- Born: October 18, 1953 (age 72) San Diego, California, U.S.
- Education: University of Puget Sound (BA) University of Minnesota (MA, PhD)
- Spouse: Blakey Vermeule

= Terry Castle =

American literary scholar

Terry Castle (born October 18, 1953) is an American literary scholar. Once described by Susan Sontag as "the most expressive, most enlightening literary critic at large today," she has published eight books, including the anthology The Literature of Lesbianism, which won the Lambda Literary Editor's Choice Award. She writes on topics ranging from 18th-century ghost stories to World War I-era lesbianism to the so-called "photographic fringe."

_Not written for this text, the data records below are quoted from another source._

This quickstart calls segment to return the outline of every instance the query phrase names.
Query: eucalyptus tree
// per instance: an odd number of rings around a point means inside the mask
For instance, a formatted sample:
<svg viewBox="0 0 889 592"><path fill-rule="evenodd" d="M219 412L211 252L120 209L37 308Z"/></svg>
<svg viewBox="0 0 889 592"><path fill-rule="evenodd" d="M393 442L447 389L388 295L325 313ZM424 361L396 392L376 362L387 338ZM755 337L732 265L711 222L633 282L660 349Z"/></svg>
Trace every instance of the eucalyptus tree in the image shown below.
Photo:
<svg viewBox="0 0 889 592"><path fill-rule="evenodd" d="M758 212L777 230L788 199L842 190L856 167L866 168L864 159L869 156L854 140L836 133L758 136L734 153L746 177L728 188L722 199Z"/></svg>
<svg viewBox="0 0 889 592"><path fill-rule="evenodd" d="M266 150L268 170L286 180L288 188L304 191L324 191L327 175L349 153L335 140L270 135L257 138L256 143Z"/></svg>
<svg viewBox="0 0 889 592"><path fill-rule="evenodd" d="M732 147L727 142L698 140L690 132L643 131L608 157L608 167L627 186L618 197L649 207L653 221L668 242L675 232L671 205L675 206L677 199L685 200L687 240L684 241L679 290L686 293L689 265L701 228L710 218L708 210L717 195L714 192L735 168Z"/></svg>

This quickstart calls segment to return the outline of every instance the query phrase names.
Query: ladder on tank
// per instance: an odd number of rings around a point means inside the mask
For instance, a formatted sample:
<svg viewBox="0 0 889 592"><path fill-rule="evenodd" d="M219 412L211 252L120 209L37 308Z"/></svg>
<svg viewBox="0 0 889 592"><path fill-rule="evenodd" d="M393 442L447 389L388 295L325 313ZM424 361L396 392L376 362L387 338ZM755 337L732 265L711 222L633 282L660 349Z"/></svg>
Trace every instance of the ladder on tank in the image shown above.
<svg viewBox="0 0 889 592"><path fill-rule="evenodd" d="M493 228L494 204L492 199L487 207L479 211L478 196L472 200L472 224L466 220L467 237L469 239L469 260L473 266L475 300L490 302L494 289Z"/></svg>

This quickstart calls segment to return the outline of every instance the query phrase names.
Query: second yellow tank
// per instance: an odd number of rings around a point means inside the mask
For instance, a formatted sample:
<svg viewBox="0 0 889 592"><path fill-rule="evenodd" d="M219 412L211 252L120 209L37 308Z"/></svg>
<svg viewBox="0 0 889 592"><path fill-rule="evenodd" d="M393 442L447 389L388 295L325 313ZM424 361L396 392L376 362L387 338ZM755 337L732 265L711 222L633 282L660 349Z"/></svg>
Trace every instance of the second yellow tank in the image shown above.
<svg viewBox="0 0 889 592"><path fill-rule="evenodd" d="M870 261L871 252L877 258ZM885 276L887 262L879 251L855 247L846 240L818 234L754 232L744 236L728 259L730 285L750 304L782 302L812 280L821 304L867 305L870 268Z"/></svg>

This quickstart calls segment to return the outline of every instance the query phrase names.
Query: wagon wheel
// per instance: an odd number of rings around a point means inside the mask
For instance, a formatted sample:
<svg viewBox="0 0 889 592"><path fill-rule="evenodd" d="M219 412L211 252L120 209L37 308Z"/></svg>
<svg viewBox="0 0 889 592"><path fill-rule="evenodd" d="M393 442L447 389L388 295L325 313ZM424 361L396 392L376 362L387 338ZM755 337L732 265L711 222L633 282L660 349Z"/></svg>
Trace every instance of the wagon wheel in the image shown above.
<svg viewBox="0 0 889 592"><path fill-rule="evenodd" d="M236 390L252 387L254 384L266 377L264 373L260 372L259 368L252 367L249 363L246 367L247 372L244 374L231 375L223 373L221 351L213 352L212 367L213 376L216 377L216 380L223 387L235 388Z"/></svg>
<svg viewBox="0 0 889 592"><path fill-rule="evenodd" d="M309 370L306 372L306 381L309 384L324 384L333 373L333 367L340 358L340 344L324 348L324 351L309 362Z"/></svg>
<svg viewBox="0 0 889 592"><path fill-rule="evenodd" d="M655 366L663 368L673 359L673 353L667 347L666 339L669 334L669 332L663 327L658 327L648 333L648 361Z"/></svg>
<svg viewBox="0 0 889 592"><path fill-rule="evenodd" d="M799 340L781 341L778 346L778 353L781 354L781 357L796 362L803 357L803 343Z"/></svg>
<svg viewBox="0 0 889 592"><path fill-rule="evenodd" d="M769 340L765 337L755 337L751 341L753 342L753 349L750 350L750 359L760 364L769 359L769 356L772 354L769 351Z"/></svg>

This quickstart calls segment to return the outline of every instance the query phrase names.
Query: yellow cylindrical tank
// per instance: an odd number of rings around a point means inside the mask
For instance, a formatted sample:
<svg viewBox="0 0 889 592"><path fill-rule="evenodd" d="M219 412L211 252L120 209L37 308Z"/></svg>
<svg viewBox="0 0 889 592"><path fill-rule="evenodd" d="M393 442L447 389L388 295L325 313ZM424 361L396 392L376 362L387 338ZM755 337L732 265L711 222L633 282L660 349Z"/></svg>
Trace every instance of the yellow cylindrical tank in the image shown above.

The daughter of British parents, Castle was born in San Diego and lived in England and Southern California as a child. She attended the University of Puget Sound and graduated in 1975 with a B.A. in English. She went on to attend the University of Minnesota to get her Ph.D. in English.

A longtime resident of San Francisco, Castle is currently Walter A. Haas Professor in the Humanities at Stanford University. Her wife is Blakey Vermeule, also a professor at Stanford.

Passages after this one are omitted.